Dans cet essai, Jacques Goldberg confronte les connaissances traditionnelles d'Israël aux recherches scientifiques contemporaines. Il met ainsi en évidence de nombreuses convergences et l'actualité de la Tradition juive, comme d'ailleurs de toute Tradition authentique. Cet essai constitue une réflexion très riche pour tous ceux qui s'intéressent à la problématique entre traditions et modernité mais aussi entre Tradition et Science.
-Dans sa préface, Franklin Rausky explique en quoi la démarche de Jacques Goldberg est fondée, alors que de nombreux traditionnistes rejettent la science pendant que les scientistes ignorent avec dédain toute connaissance traditionnelle :
"Aucune société, aucune culture, aucune pensée ne semble échapper aux déchirements, aux tensions sociales, aux crises affectives, aux débats intellectuels qui accompagnent les progrès de la connaissance scientifique, source d'enthousiasme optimiste, mais aussi de doutes et de déceptions. Mais toutes les cultures n'opposent pas les mêmes réponses aux défis lancés par l'aventure de la science.
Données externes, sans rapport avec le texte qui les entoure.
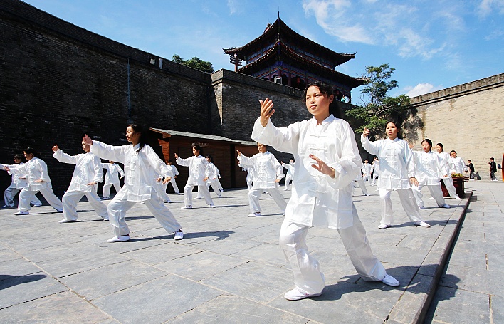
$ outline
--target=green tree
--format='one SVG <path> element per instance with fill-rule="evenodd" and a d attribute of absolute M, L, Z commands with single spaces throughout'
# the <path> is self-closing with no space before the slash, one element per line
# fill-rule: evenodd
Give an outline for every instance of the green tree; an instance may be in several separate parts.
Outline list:
<path fill-rule="evenodd" d="M 365 127 L 374 135 L 383 135 L 388 120 L 394 119 L 402 123 L 416 113 L 409 106 L 407 95 L 388 95 L 390 90 L 398 86 L 397 81 L 389 80 L 394 71 L 395 68 L 388 64 L 366 66 L 366 73 L 362 75 L 366 81 L 361 90 L 364 105 L 354 106 L 346 113 L 360 125 L 355 128 L 355 132 L 362 132 Z M 421 127 L 419 120 L 417 119 L 416 122 Z"/>
<path fill-rule="evenodd" d="M 187 66 L 190 68 L 193 68 L 207 73 L 211 73 L 212 72 L 214 72 L 214 66 L 210 62 L 203 61 L 196 56 L 191 58 L 190 60 L 184 60 L 179 56 L 174 54 L 174 56 L 172 57 L 172 61 L 175 63 L 184 64 L 184 66 Z"/>

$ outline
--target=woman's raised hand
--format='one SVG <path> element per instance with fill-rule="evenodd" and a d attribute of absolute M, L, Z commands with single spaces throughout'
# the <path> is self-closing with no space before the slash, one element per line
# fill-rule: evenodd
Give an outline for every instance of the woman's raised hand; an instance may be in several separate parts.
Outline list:
<path fill-rule="evenodd" d="M 266 125 L 268 125 L 268 120 L 271 115 L 275 113 L 275 110 L 273 109 L 273 101 L 268 98 L 266 98 L 264 101 L 259 100 L 259 103 L 261 103 L 261 125 L 265 127 Z"/>

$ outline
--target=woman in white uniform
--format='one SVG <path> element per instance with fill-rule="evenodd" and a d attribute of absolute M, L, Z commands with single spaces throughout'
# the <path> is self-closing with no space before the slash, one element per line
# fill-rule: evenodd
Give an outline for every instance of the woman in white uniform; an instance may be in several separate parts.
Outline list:
<path fill-rule="evenodd" d="M 317 296 L 324 276 L 308 253 L 306 235 L 310 226 L 335 229 L 355 269 L 367 281 L 399 282 L 387 274 L 374 256 L 352 201 L 350 184 L 360 174 L 362 162 L 348 123 L 329 111 L 334 100 L 330 86 L 310 83 L 305 90 L 310 120 L 278 128 L 270 117 L 275 113 L 268 98 L 261 102 L 261 117 L 252 138 L 293 154 L 297 161 L 294 186 L 280 232 L 280 245 L 294 273 L 295 288 L 284 297 L 290 301 Z M 300 185 L 302 184 L 302 185 Z"/>
<path fill-rule="evenodd" d="M 442 143 L 438 143 L 436 145 L 436 151 L 438 155 L 439 155 L 439 157 L 441 157 L 443 160 L 444 167 L 446 169 L 446 172 L 448 172 L 446 177 L 443 177 L 444 187 L 446 187 L 446 190 L 451 198 L 460 199 L 455 187 L 453 186 L 453 179 L 451 177 L 451 174 L 455 173 L 455 165 L 453 165 L 450 155 L 444 152 L 444 147 L 443 147 Z"/>
<path fill-rule="evenodd" d="M 365 128 L 360 137 L 362 147 L 379 159 L 378 189 L 382 204 L 382 221 L 379 229 L 392 226 L 394 215 L 390 194 L 397 191 L 402 207 L 409 219 L 416 226 L 430 227 L 422 221 L 411 190 L 411 184 L 418 185 L 415 178 L 413 153 L 408 142 L 397 137 L 399 127 L 397 122 L 389 121 L 385 129 L 387 140 L 369 142 L 369 130 Z"/>
<path fill-rule="evenodd" d="M 114 161 L 109 161 L 108 163 L 102 163 L 102 167 L 107 170 L 105 173 L 105 181 L 103 184 L 103 200 L 110 199 L 110 188 L 112 184 L 115 189 L 115 192 L 119 192 L 121 189 L 120 179 L 125 176 L 125 172 Z"/>
<path fill-rule="evenodd" d="M 7 165 L 8 167 L 14 167 L 19 164 L 20 167 L 24 164 L 21 161 L 23 160 L 23 157 L 20 155 L 16 154 L 14 155 L 14 164 Z M 0 164 L 0 169 L 4 169 L 6 167 L 5 164 Z M 24 176 L 20 176 L 19 174 L 13 174 L 11 172 L 8 172 L 11 174 L 12 181 L 11 184 L 5 189 L 4 192 L 4 202 L 5 204 L 1 207 L 1 208 L 6 207 L 14 207 L 14 197 L 23 188 L 26 187 L 28 182 L 26 182 L 26 177 Z M 33 199 L 30 202 L 33 207 L 38 207 L 42 206 L 42 203 L 36 196 L 33 195 Z"/>
<path fill-rule="evenodd" d="M 410 148 L 413 145 L 410 145 Z M 431 195 L 436 199 L 439 207 L 451 208 L 447 204 L 443 197 L 443 190 L 441 189 L 441 179 L 448 174 L 444 167 L 443 160 L 438 155 L 432 152 L 432 142 L 426 138 L 421 142 L 422 152 L 412 151 L 415 159 L 416 178 L 418 186 L 413 186 L 413 194 L 415 195 L 419 209 L 424 209 L 425 204 L 421 199 L 421 189 L 427 186 Z"/>
<path fill-rule="evenodd" d="M 70 187 L 61 199 L 63 219 L 59 221 L 61 224 L 77 221 L 77 204 L 85 194 L 96 214 L 104 220 L 108 220 L 107 206 L 96 193 L 98 184 L 103 180 L 102 164 L 100 158 L 90 151 L 89 144 L 83 142 L 82 145 L 85 154 L 73 156 L 63 152 L 58 147 L 58 145 L 53 147 L 53 156 L 58 161 L 75 164 Z"/>
<path fill-rule="evenodd" d="M 194 186 L 198 186 L 198 192 L 205 199 L 206 204 L 211 208 L 215 207 L 214 201 L 210 197 L 210 191 L 206 188 L 205 182 L 208 179 L 206 166 L 209 162 L 206 159 L 201 155 L 201 147 L 196 145 L 192 146 L 192 154 L 194 156 L 187 159 L 181 159 L 175 153 L 177 164 L 182 167 L 189 167 L 189 175 L 187 179 L 186 187 L 184 187 L 184 206 L 181 209 L 192 208 L 192 189 Z"/>
<path fill-rule="evenodd" d="M 125 166 L 125 185 L 107 206 L 110 224 L 115 236 L 109 243 L 130 240 L 130 228 L 126 212 L 137 202 L 144 202 L 161 226 L 168 233 L 174 233 L 176 240 L 182 239 L 180 224 L 152 187 L 159 174 L 167 183 L 173 175 L 154 150 L 145 144 L 142 128 L 132 124 L 126 129 L 126 140 L 131 144 L 112 146 L 91 140 L 87 135 L 83 141 L 91 145 L 91 152 L 102 159 L 117 161 Z"/>
<path fill-rule="evenodd" d="M 47 172 L 47 164 L 43 160 L 37 157 L 36 151 L 32 147 L 28 147 L 24 150 L 24 157 L 28 161 L 23 165 L 17 164 L 12 168 L 6 167 L 4 169 L 11 171 L 12 174 L 18 174 L 21 177 L 26 177 L 28 182 L 26 187 L 23 188 L 19 194 L 19 202 L 18 203 L 18 212 L 14 215 L 28 215 L 30 214 L 30 202 L 33 199 L 33 197 L 37 192 L 40 192 L 42 196 L 47 200 L 47 202 L 54 208 L 58 212 L 63 212 L 63 204 L 61 201 L 53 192 L 53 186 L 51 183 L 51 178 Z"/>

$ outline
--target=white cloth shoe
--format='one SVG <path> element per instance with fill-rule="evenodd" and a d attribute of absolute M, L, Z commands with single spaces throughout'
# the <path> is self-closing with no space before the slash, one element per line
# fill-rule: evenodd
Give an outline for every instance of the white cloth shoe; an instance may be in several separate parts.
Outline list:
<path fill-rule="evenodd" d="M 303 293 L 302 291 L 300 291 L 297 288 L 295 288 L 292 291 L 288 291 L 287 293 L 285 293 L 285 294 L 283 295 L 283 297 L 285 297 L 285 299 L 287 299 L 288 301 L 299 301 L 300 299 L 308 298 L 309 297 L 317 297 L 317 296 L 320 296 L 320 295 L 322 295 L 322 293 Z"/>
<path fill-rule="evenodd" d="M 382 282 L 386 285 L 392 286 L 392 287 L 397 287 L 399 285 L 397 279 L 388 274 L 385 274 L 384 278 L 382 279 Z"/>
<path fill-rule="evenodd" d="M 428 224 L 427 223 L 426 223 L 424 221 L 415 221 L 415 225 L 416 225 L 417 226 L 422 226 L 422 227 L 431 227 L 431 226 L 429 224 Z"/>
<path fill-rule="evenodd" d="M 123 235 L 122 236 L 114 236 L 112 239 L 107 239 L 107 242 L 108 242 L 108 243 L 125 242 L 126 241 L 130 241 L 130 234 Z"/>
<path fill-rule="evenodd" d="M 182 231 L 178 231 L 175 232 L 175 237 L 173 238 L 175 241 L 179 241 L 184 239 L 184 232 Z"/>

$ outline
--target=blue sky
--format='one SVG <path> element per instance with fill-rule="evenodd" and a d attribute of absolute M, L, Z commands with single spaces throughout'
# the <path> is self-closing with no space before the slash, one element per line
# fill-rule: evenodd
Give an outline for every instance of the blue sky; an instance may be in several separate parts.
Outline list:
<path fill-rule="evenodd" d="M 26 0 L 80 27 L 155 56 L 197 56 L 233 70 L 222 48 L 258 37 L 280 16 L 293 30 L 356 58 L 336 68 L 396 68 L 411 97 L 504 73 L 504 0 Z M 361 87 L 362 88 L 362 87 Z M 360 88 L 352 91 L 359 103 Z"/>

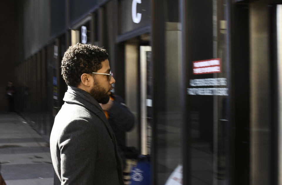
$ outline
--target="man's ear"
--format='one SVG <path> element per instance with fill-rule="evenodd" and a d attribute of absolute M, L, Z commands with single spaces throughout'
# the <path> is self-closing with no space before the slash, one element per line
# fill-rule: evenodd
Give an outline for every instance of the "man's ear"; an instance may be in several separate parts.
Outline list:
<path fill-rule="evenodd" d="M 83 73 L 81 75 L 80 77 L 80 79 L 81 80 L 81 83 L 84 85 L 90 87 L 90 76 L 89 74 L 86 73 Z"/>

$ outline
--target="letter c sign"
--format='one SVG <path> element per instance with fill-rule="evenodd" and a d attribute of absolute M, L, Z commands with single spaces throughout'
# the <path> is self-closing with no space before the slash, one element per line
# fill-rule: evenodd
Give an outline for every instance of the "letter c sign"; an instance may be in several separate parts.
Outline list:
<path fill-rule="evenodd" d="M 133 0 L 132 1 L 132 20 L 135 23 L 139 23 L 141 21 L 142 14 L 140 13 L 136 13 L 137 3 L 141 4 L 141 0 Z"/>

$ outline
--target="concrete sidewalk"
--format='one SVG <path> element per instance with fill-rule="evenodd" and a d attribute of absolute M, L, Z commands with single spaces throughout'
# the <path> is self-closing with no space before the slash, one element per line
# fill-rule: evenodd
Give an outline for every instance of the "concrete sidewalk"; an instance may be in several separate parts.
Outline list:
<path fill-rule="evenodd" d="M 0 113 L 0 162 L 7 185 L 53 184 L 49 144 L 15 113 Z"/>

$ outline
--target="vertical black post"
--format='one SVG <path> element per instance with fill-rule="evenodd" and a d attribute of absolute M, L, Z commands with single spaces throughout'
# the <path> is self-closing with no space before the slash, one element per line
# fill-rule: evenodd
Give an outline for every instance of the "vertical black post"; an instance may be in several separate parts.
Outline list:
<path fill-rule="evenodd" d="M 189 82 L 188 71 L 188 44 L 189 41 L 188 34 L 188 4 L 186 0 L 179 0 L 179 22 L 181 24 L 181 33 L 182 37 L 182 62 L 181 64 L 182 74 L 181 100 L 181 109 L 182 110 L 181 118 L 182 120 L 182 157 L 183 160 L 183 184 L 188 185 L 189 184 L 190 174 L 189 172 L 190 152 L 189 146 L 190 145 L 189 128 L 189 123 L 187 121 L 187 107 L 188 105 L 188 100 L 186 98 L 186 89 Z"/>
<path fill-rule="evenodd" d="M 271 184 L 278 184 L 278 170 L 279 159 L 278 157 L 278 76 L 277 70 L 277 24 L 276 5 L 268 6 L 269 30 L 270 68 L 271 76 L 270 76 L 271 88 L 271 116 L 270 129 L 271 151 L 270 158 Z"/>
<path fill-rule="evenodd" d="M 151 36 L 153 86 L 153 115 L 152 144 L 152 184 L 157 184 L 157 124 L 160 121 L 165 124 L 163 115 L 165 111 L 166 97 L 164 48 L 164 17 L 163 0 L 152 0 Z"/>

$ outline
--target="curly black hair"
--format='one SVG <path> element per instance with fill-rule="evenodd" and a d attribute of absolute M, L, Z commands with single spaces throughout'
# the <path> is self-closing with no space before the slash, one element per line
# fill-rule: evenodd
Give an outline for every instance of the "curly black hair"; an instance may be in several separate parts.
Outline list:
<path fill-rule="evenodd" d="M 83 73 L 96 72 L 108 58 L 107 51 L 96 46 L 78 43 L 70 46 L 62 60 L 62 75 L 68 85 L 77 87 Z"/>

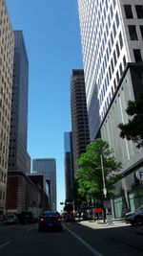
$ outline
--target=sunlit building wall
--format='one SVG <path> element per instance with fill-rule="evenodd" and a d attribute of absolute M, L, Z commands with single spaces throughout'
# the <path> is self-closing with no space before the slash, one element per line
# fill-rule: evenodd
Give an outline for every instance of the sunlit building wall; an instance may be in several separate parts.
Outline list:
<path fill-rule="evenodd" d="M 73 69 L 71 78 L 71 112 L 74 173 L 77 159 L 90 142 L 89 121 L 83 69 Z"/>
<path fill-rule="evenodd" d="M 66 201 L 73 200 L 73 158 L 72 132 L 64 132 Z"/>
<path fill-rule="evenodd" d="M 127 62 L 143 59 L 142 0 L 78 0 L 91 139 L 118 87 Z"/>
<path fill-rule="evenodd" d="M 22 31 L 14 31 L 14 39 L 9 171 L 26 174 L 29 60 Z"/>
<path fill-rule="evenodd" d="M 50 209 L 56 210 L 56 162 L 54 158 L 32 160 L 32 173 L 44 175 L 50 185 Z"/>
<path fill-rule="evenodd" d="M 14 35 L 6 2 L 0 1 L 0 214 L 5 214 Z"/>

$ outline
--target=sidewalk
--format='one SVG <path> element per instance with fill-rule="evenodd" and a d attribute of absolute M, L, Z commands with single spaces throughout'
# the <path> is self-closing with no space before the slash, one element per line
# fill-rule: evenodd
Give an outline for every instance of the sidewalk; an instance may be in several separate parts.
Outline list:
<path fill-rule="evenodd" d="M 112 228 L 112 227 L 120 227 L 120 226 L 128 226 L 131 225 L 126 223 L 125 221 L 122 220 L 113 220 L 112 222 L 103 223 L 102 221 L 80 221 L 78 222 L 81 225 L 91 227 L 92 229 L 99 229 L 99 228 Z"/>

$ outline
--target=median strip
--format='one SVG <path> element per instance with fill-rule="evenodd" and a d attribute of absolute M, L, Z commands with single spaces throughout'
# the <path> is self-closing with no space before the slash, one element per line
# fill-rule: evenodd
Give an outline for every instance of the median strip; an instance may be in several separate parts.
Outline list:
<path fill-rule="evenodd" d="M 67 226 L 63 225 L 65 229 L 67 229 L 73 237 L 75 237 L 81 244 L 83 244 L 88 249 L 90 249 L 95 256 L 103 256 L 93 247 L 92 247 L 86 241 L 76 235 L 73 231 L 70 230 Z"/>

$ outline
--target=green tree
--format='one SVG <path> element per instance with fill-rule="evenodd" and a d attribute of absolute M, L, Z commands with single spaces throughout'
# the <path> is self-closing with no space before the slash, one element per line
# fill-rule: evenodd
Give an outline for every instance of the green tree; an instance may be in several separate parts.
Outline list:
<path fill-rule="evenodd" d="M 96 139 L 87 146 L 87 151 L 77 160 L 78 170 L 75 175 L 77 195 L 86 198 L 86 203 L 101 203 L 103 199 L 103 176 L 101 169 L 101 154 L 106 179 L 107 196 L 110 198 L 113 182 L 121 178 L 115 175 L 121 164 L 112 155 L 108 142 Z"/>
<path fill-rule="evenodd" d="M 127 124 L 119 124 L 120 137 L 136 143 L 136 148 L 143 147 L 143 93 L 139 93 L 136 101 L 129 101 L 126 112 L 133 117 Z"/>

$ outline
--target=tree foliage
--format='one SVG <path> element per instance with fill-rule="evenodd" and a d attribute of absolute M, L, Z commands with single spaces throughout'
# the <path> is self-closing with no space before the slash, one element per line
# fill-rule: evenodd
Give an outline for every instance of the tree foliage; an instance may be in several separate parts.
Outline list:
<path fill-rule="evenodd" d="M 120 137 L 136 143 L 139 149 L 143 147 L 143 93 L 139 93 L 135 102 L 129 101 L 126 112 L 133 117 L 127 124 L 119 124 Z"/>
<path fill-rule="evenodd" d="M 121 178 L 114 173 L 120 170 L 121 164 L 116 162 L 108 142 L 96 139 L 88 145 L 86 152 L 77 160 L 77 193 L 78 197 L 86 198 L 87 202 L 101 202 L 103 198 L 101 154 L 108 197 L 111 196 L 112 183 Z"/>

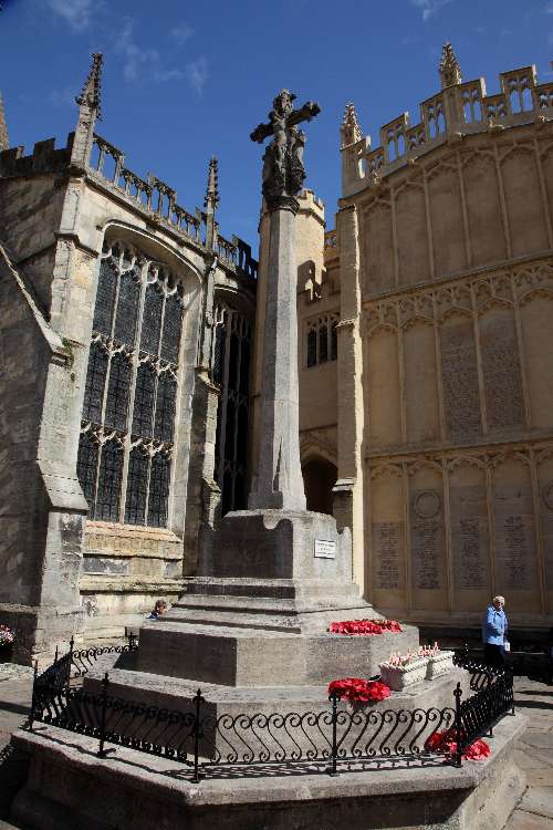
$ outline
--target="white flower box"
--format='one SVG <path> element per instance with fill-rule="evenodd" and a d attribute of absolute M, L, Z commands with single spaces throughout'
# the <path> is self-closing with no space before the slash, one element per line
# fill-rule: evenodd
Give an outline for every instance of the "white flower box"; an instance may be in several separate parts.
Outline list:
<path fill-rule="evenodd" d="M 453 652 L 438 652 L 431 657 L 428 657 L 428 667 L 426 672 L 427 681 L 431 681 L 435 677 L 440 677 L 442 674 L 447 674 L 453 667 Z"/>
<path fill-rule="evenodd" d="M 390 666 L 380 663 L 380 679 L 394 692 L 401 692 L 407 686 L 420 683 L 426 678 L 428 657 L 416 657 L 403 666 Z"/>

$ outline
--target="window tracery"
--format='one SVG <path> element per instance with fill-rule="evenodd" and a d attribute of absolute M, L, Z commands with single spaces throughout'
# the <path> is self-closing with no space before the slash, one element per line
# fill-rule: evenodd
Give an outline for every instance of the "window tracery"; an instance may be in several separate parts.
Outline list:
<path fill-rule="evenodd" d="M 216 480 L 221 508 L 247 506 L 249 378 L 252 326 L 250 319 L 227 305 L 215 312 L 211 372 L 221 386 L 217 413 Z"/>
<path fill-rule="evenodd" d="M 91 518 L 167 525 L 182 294 L 164 266 L 104 245 L 77 458 Z"/>
<path fill-rule="evenodd" d="M 305 365 L 316 366 L 337 357 L 336 314 L 325 314 L 307 321 L 305 336 Z"/>

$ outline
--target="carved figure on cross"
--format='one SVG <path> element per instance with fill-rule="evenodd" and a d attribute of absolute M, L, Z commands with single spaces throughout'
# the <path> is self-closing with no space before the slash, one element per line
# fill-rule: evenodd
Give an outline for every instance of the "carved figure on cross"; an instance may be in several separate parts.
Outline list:
<path fill-rule="evenodd" d="M 298 129 L 302 121 L 311 121 L 321 112 L 319 104 L 307 101 L 294 110 L 295 95 L 282 90 L 273 101 L 269 124 L 259 124 L 250 134 L 252 142 L 262 144 L 270 135 L 272 142 L 263 155 L 262 190 L 270 210 L 283 207 L 301 190 L 305 178 L 303 148 L 305 133 Z"/>

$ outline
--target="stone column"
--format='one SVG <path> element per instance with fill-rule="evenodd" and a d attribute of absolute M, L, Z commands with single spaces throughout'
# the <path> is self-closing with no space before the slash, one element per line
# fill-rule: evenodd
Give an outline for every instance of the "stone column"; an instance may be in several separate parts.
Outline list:
<path fill-rule="evenodd" d="M 295 198 L 270 214 L 260 447 L 250 509 L 305 510 L 300 465 Z"/>

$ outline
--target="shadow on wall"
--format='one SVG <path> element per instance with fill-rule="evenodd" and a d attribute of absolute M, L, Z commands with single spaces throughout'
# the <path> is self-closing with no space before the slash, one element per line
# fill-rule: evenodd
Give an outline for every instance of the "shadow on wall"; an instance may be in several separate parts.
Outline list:
<path fill-rule="evenodd" d="M 336 467 L 323 458 L 307 461 L 302 467 L 307 510 L 332 516 L 332 488 L 336 484 Z"/>

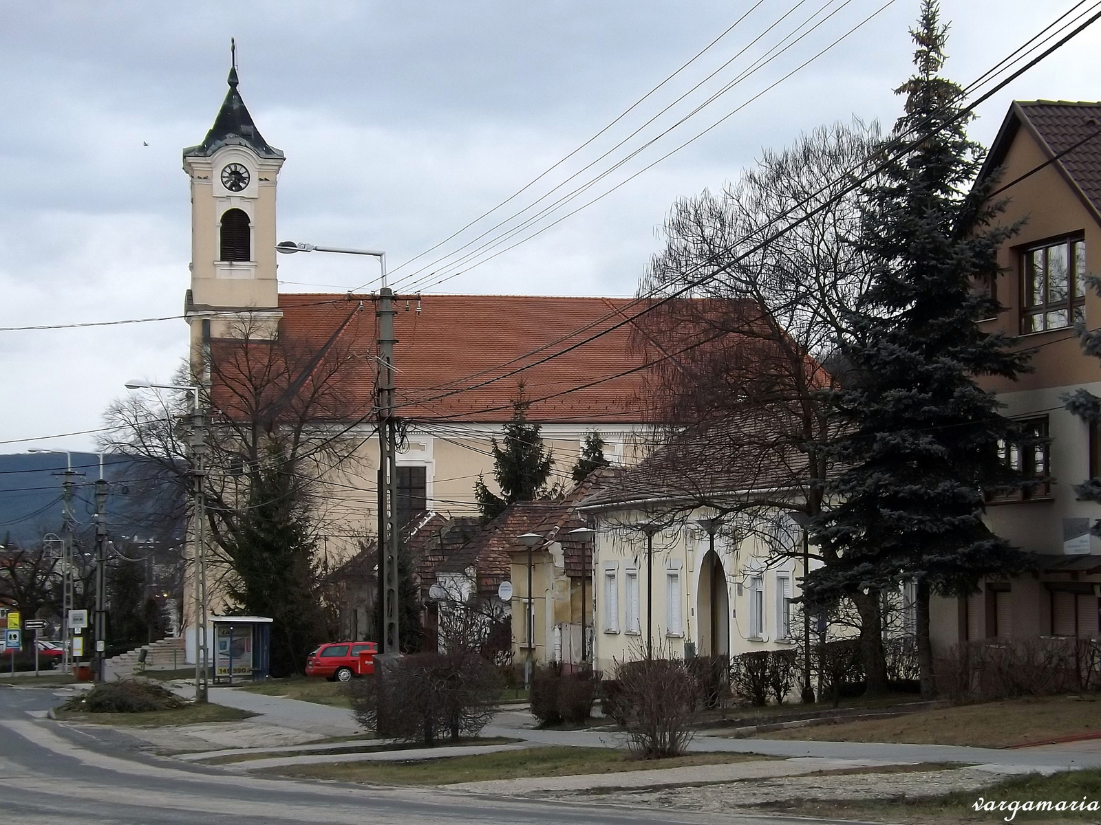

Pourtant, les historiens des sciences, souvent enfermés dans une vision ethnocentrique, ont exploré les réactions du seul Occident chrétien aux nouvelles découvertes et théories scientifiques. Ils ont scotomisé ou négligé l'attitude des minorités culturelles, philosophiques et religieuses face à ces découvertes et à ces théories. Ils ont laissé dans l'ombre l'attitude face aux révolutions scientifiques d'une culture minoritaire dont le destin, dans l'histoire des deux derniers millénaires, fut celui d'un passeur, campant aux frontières des civilisations, jamais tout à fait dehors, jamais tout à fait dedans, traversant des territoires culturels divers et opposés, transmettant des héritages lointains, assimilant des savoirs inédits, préservant son (indéfinissable?) identité, sans se fondre dans l'anonymat de la majorité compacte : le judaïsme."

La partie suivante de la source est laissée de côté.